# Starting a new cycle help?



## ProfilesRubiks (Dec 12, 2009)

i'm having trouble with starting a new cycle. i just don't understand how i'm supposed to either fix it, or simply memo, then start the cycle.

my memory method goes like this : i make a letter for each sticker, for edges, then corners, every letter has a word assigned to it, and i make a story out of it.

does anyone know a video, or how exactly to start a new cycle ?


----------



## yoruichi (Dec 12, 2009)

um
well u only need to break if u have 2 pieces left so lets say the last piece in a cycle is X (and ur starting piece was A). then just cycle A-X-? where ? is any piece of a different cycle


----------



## ProfilesRubiks (Dec 12, 2009)

i'im going by badmephisto's tutorial. (youtube it). from wht he describes he only shows how to start it, but not end it. when i end a different cycle there's still either more to do, or it's scrambled again.


----------



## Carson (Dec 12, 2009)

When you begin a new cycle, you will have a certain amount of pieces that you have already solved and a certain amount that you have not solved.

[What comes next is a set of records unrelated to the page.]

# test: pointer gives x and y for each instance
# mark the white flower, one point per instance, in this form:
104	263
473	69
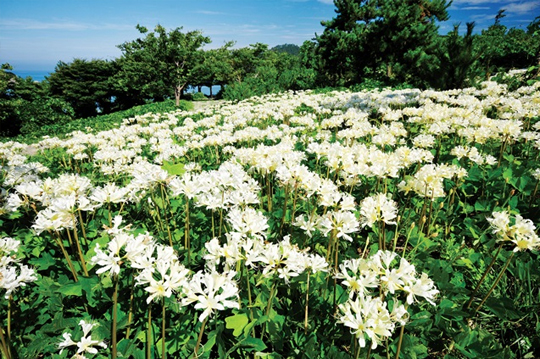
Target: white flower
211	292
378	208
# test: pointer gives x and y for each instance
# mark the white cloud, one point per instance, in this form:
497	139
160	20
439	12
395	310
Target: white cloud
28	24
523	7
475	8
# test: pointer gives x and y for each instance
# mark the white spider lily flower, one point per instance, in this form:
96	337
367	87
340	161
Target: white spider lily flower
85	344
211	292
378	208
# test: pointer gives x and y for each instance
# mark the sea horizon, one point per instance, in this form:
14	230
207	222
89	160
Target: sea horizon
36	75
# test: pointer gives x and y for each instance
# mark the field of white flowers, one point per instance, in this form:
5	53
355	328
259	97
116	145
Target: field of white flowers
379	224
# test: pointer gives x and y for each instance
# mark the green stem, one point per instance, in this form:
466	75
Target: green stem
149	333
83	230
495	284
5	345
165	199
130	314
187	244
307	306
115	319
10	302
484	276
199	338
81	256
70	264
400	341
163	326
407	240
284	210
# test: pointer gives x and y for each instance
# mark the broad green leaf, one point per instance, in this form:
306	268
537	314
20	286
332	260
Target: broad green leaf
237	323
173	168
74	289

Simply pick a sticker from one of the pieces that you have NOT yet solved and add that to the memo. You will be temporarily storing your buffer piece in that sticker slot. If you end up with either that sticker, or another sticker on that same piece, then that is either the last piece, or you will have to begin yet another cycle.

For this reason, you can shoot to the same piece more than one time in a solve.


----------